Network address translations (NATs) have proven to be a costly hurdle in the widespread deployment of voice over IP (VoIP). The cost can be measured in financial terms, as well as missed opportunities for a wider deployment of the technology. For a long time, the Internet Engineering Task Force (IETF) ignored NATs, hoping that they would go away. That indecision enabled the marketplace to become both judge and jury on what a NAT is, and how it should work, all without explicit guidance from the IETF. The result of this indecision is visible today most vividly in the VoIP area, where getting two VoIP peers to establish a voice session between autonomous organization boundaries is extremely difficult. Recently, the IETF has paid much more attention to the NAT issue, which is good news indeed.
So what does this have to do with the paper? The paper argues that the session initiation protocol (SIP), the foremost signaling protocol for establishing, maintaining, and terminating multimedia sessions, should be used as the protocol to establish all kinds of peer-to-peer (P2P) communications. In other words, SIP should become the middleware that P2P hosts use to figure out the reachability of each other across NAT-infested networks. SIP has had considerable success in defining its own extensions, and, sometimes, defining brand new protocols to address the NAT traversal issue.
The paper goes on to outline the NUTSS architecture, which is still in nascent form, and to provide a transmission control protocol (TCP) solution using it (TCP has proven to be problematic when used with NATs, for various reasons outlined in the paper).

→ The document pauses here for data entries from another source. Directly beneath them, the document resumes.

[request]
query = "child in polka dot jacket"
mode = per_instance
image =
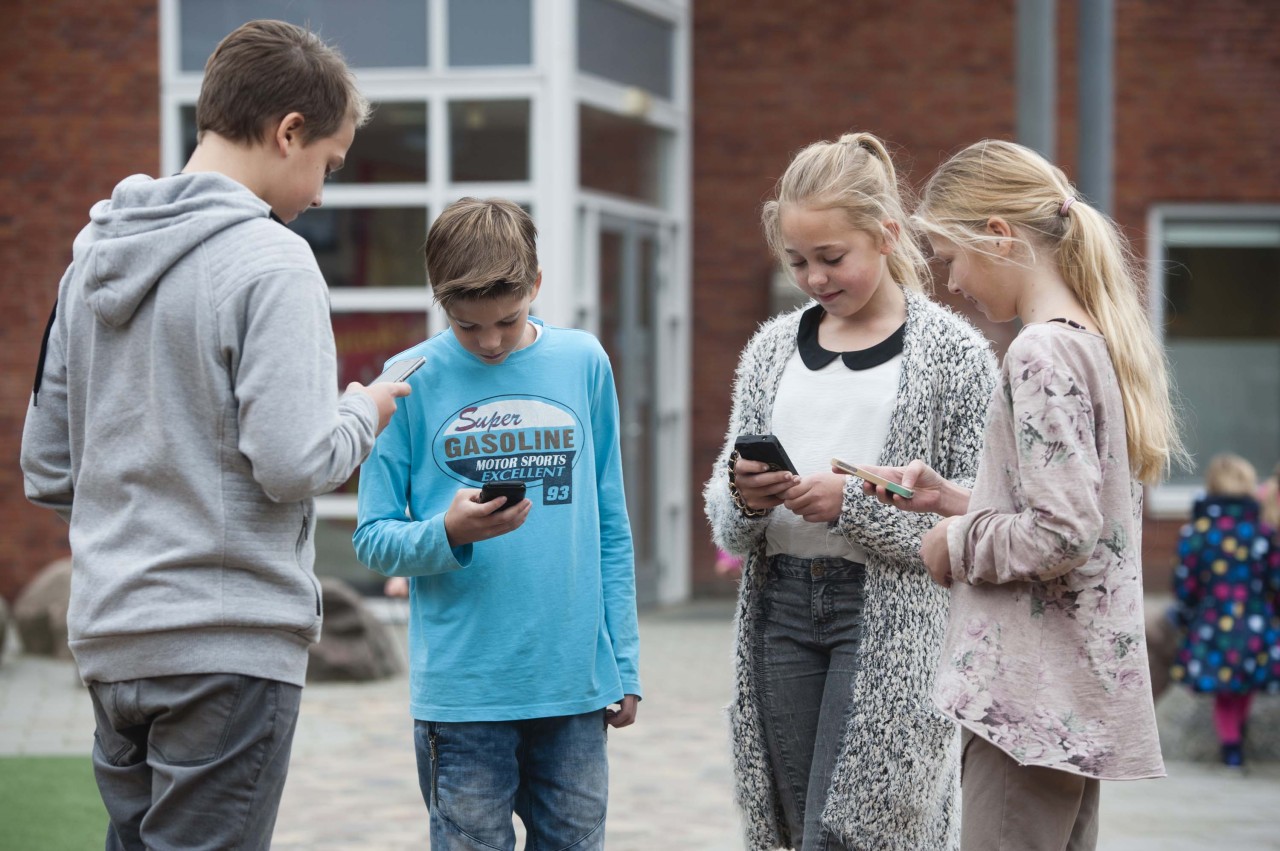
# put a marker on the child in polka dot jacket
(1228, 580)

Using SIP as middleware for network discovery among P2P peers is an interesting idea. However, it would seem more appropriate if the P2P peers used the underlying ideas and protocols from SIP to discover peers, rather than SIP itself. In other words, SIP uses secondary protocols like serial tunneling (STUN) and traversal using relay NAT (TURN), and a unifying protocol called interactive connection establishment (ICE) to discover peers. STUN, TURN, and ICE are orthogonal to SIP. It would seem more appropriate for P2P hosts to use STUN, TURN, and ICE directly, instead of implementing the SIP transactional state machines and offer/answer model to discover peers, especially if they have no use for interactive multimedia sessions.